I need to give you a huge thank you for your quickie app that puts the commands on my phone. I take back what I said earlier about the commands being intuitive. With the issue of not having most of my commands even being recognized ("Try call Palo Alto ") I have often given up trying to guess the right keyword to identify an action. Again, thanks for the "Tesla Voice Commands" App. To all: https://teslavoice.glideapp.io to download the app. (From the spreadsheet)


----------



## Mike

dburkland said:


> Does the "bug report" voice commands still work?


Yesterday, mine would not until a twin scroll wheel reset was done.

And today, about 30% of the time, I had to give any verbal command twice.

The first of two times would be the "green around the mic but deaf to any voice inputs" routine

After the "wake up" attempt, I would swipe that card down and start the second attempt, which would be successful about 90% of the time.


----------



## littlD

rpreuss said:


> I need to give you a huge thank you for your quickie app that puts the commands on my phone. I take back what I said earlier about the commands being intuitive. With the issue of not having most of my commands even being recognized ("Try call Palo Alto ") I have often given up trying to guess the right keyword to identify an action. Again, thanks for the "Tesla Voice Commands" App. To all: https://teslavoice.glideapp.io to download the app. (From the spreadsheet)

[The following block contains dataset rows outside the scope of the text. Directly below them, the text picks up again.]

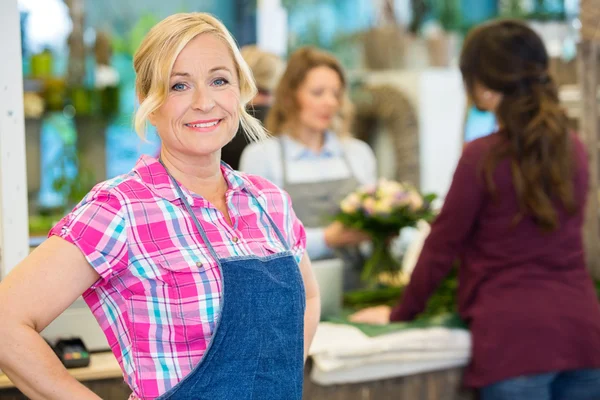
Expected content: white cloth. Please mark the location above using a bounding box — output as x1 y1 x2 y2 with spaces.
309 322 471 385
240 133 377 260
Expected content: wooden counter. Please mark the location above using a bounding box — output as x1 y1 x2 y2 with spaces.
0 352 132 400
303 360 475 400
1 353 475 399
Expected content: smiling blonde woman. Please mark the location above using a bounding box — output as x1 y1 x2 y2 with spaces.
0 13 320 400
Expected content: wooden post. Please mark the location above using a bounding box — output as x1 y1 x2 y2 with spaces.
579 0 600 279
578 42 600 279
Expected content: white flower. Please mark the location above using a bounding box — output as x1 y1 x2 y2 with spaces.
341 193 361 213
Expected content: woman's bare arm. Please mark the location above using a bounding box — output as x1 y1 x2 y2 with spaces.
0 236 102 399
298 252 320 361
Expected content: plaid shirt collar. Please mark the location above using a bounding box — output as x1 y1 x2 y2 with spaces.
133 155 250 204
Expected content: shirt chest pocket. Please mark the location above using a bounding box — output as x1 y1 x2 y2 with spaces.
261 241 288 256
158 253 221 289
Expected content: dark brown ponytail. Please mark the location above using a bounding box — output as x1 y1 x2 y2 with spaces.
460 20 575 231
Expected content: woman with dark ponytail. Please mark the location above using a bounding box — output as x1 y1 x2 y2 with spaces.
350 19 600 399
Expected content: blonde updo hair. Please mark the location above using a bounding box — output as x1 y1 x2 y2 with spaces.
133 12 267 142
240 45 284 93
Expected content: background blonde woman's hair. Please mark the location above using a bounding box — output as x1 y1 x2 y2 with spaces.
265 46 353 138
133 12 267 142
240 45 284 93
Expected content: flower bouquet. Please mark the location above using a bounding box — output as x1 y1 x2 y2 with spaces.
336 178 436 285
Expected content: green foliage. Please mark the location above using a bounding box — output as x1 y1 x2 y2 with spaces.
431 0 462 32
344 285 404 308
419 267 458 319
499 0 566 21
343 266 459 320
112 13 160 57
344 270 600 328
49 141 96 212
29 214 63 236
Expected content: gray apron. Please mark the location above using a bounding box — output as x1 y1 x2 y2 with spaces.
279 138 363 289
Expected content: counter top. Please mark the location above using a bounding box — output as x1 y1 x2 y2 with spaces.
0 352 123 389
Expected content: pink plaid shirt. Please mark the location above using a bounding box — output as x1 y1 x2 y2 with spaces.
49 155 306 399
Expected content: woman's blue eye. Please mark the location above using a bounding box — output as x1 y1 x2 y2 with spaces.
213 78 229 87
172 83 186 91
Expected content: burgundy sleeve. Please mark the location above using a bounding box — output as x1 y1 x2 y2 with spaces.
390 140 488 321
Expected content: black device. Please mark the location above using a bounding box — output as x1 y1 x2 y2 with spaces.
52 338 91 369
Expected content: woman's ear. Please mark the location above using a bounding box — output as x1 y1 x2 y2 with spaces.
147 112 156 126
137 92 157 126
485 90 503 114
473 81 502 113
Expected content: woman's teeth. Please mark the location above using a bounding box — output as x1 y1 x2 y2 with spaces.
187 120 219 128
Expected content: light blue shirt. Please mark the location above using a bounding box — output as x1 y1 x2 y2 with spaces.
464 106 497 142
240 133 377 260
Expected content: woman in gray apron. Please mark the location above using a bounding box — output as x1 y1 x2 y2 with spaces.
240 47 378 289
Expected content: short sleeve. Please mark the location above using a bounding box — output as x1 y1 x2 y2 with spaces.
48 189 128 288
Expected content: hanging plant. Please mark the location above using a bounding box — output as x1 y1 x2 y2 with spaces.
432 0 462 32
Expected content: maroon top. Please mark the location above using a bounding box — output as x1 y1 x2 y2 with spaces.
391 132 600 388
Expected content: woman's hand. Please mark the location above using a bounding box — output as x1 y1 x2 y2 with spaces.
348 305 392 325
323 221 370 248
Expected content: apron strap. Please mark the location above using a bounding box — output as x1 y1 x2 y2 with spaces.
159 158 292 257
242 185 292 252
338 140 358 181
159 159 222 262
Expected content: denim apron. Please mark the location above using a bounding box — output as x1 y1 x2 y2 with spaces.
157 162 305 400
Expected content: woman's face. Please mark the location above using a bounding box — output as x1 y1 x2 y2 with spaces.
150 33 240 159
295 66 343 134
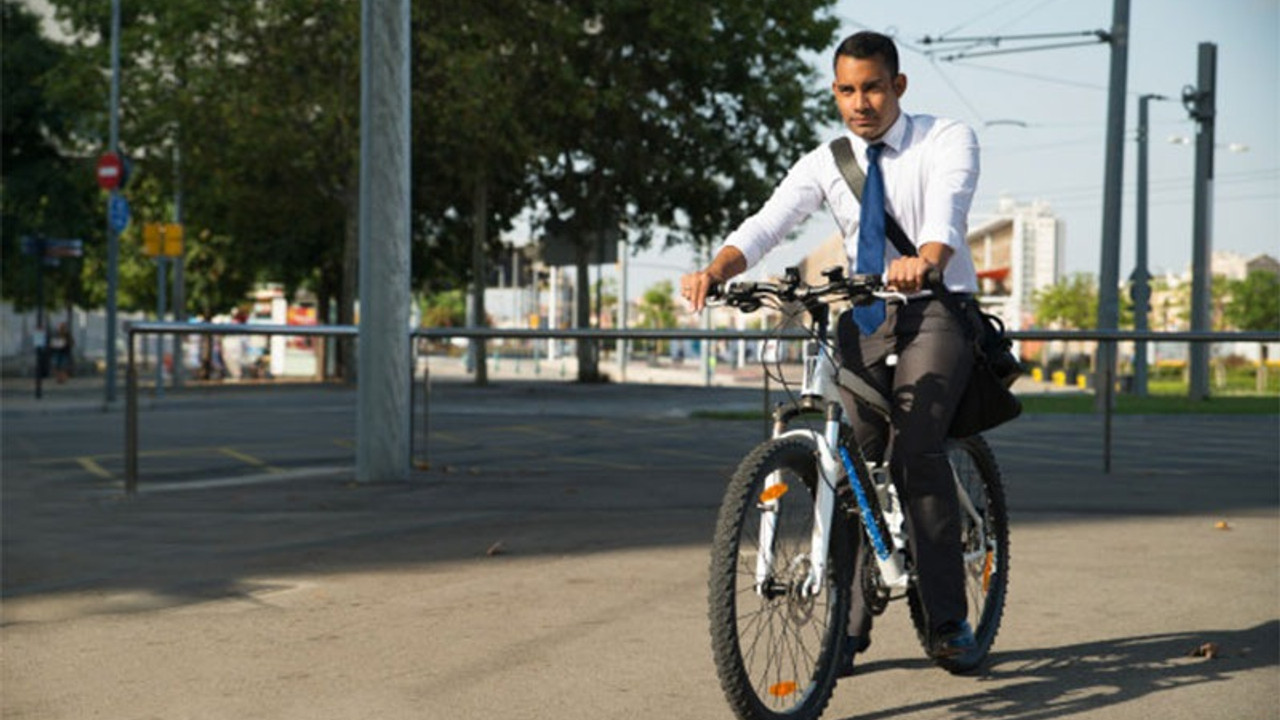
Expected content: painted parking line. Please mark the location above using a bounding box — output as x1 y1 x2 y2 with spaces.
114 466 351 494
76 456 115 481
29 446 222 465
422 431 472 446
650 447 737 465
498 424 572 440
217 447 284 474
557 456 646 471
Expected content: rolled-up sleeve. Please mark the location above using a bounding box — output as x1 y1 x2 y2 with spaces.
916 121 979 249
722 152 827 270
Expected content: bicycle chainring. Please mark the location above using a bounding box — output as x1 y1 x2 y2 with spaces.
860 547 892 616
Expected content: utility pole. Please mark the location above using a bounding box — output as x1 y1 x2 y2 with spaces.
1131 93 1165 397
355 0 412 483
1184 43 1217 402
1094 0 1130 416
104 0 121 406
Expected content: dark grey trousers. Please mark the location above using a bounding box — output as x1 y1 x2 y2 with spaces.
836 297 974 638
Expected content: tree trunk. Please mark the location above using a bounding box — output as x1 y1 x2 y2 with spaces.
470 179 488 386
575 241 601 382
1258 344 1269 394
315 282 331 382
339 176 359 385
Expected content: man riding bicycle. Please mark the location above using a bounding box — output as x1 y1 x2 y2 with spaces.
682 30 981 676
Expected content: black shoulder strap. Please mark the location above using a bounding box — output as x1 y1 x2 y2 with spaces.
828 137 917 259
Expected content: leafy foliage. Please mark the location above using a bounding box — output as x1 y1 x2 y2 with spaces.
1 1 99 311
1224 271 1280 332
13 0 839 336
1033 273 1099 329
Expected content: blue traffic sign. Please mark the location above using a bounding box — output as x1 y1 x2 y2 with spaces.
108 193 130 233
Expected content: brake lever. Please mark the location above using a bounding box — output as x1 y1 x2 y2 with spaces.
875 289 910 304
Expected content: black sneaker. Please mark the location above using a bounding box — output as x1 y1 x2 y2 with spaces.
836 635 871 678
928 620 976 659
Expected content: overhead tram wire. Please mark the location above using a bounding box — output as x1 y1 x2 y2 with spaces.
927 58 988 126
991 0 1069 34
919 30 1110 63
938 0 1024 38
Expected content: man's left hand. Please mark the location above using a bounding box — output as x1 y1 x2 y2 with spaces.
886 256 937 294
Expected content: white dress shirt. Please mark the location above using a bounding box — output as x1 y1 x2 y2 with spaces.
722 111 981 294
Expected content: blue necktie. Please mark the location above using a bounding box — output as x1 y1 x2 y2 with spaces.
854 143 887 335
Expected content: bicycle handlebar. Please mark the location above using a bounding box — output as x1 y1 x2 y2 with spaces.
710 265 948 313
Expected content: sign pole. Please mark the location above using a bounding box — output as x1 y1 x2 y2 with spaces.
35 236 46 400
104 0 122 407
155 256 167 398
173 140 185 389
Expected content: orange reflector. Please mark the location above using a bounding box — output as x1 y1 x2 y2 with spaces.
769 681 798 697
759 483 789 504
981 551 993 593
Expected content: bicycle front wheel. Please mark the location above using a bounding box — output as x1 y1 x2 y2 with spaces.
709 437 852 720
908 434 1010 674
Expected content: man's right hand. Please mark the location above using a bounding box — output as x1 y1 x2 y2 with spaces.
681 246 747 314
681 270 719 314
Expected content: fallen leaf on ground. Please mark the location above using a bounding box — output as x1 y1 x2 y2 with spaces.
1214 521 1231 530
1188 642 1220 659
486 541 505 557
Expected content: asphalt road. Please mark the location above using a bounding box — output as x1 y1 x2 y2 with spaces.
2 379 1277 719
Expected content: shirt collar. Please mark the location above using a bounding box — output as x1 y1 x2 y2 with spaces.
846 111 910 156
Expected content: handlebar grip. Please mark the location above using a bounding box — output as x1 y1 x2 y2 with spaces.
923 266 946 291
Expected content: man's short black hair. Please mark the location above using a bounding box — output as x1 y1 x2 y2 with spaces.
833 31 900 77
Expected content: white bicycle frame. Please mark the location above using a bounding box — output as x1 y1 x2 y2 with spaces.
754 316 988 599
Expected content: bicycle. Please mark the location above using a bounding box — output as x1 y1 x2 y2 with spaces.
706 266 1010 720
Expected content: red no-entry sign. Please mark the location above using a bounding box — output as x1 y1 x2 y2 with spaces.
97 152 123 190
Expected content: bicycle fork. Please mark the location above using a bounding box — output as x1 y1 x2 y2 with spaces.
755 410 916 599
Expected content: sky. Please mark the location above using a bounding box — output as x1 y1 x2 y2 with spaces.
619 0 1279 301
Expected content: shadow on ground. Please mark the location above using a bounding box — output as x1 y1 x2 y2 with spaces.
843 620 1279 720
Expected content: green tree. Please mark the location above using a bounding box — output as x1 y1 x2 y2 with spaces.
1224 270 1280 392
531 0 839 381
636 279 677 355
32 0 841 384
411 1 575 385
1033 273 1098 372
1034 273 1098 330
1 1 99 313
419 290 467 329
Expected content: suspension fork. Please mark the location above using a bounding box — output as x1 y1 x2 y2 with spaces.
755 404 843 597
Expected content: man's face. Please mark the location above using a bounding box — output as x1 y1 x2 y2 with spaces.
832 54 907 142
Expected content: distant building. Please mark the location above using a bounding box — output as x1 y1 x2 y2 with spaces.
965 197 1066 331
1207 250 1280 281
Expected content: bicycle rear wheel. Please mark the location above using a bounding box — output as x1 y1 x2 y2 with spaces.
907 434 1010 674
709 437 853 720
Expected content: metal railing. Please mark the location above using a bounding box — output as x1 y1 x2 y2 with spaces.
123 321 1280 492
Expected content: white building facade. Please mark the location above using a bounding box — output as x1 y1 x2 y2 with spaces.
965 197 1066 331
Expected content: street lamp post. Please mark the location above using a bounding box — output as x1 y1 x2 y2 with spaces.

All that thanks should go to @Pirin , he did all that work on his own, I didn't even know until someone told me about it.

Since then, we're now collaborating, like tonight's update with new categories "Future" and "Model S and X Only".

Glad others like you are getting value out of it, I started it very selfishly... I wanted a list and figured our Tesla Community could crowd source it faster than I could!

And tonight, we have 103 commands, Amazing!


----------



## littlD

Latest update includes some that Tesla Life Nick had on his Youtube channel.

Now up to 114!

Give the mobile app a little while to refresh, if you see the new "Games" category, you got it!


----------



## RichEV

@littlD - The command entry form doesn't have a field for Category so I entered: Voice Command Text as "Media - Pause/Resume". I guess that was incorrect because the Media category in the app lists the "Media - " part unnecessarily.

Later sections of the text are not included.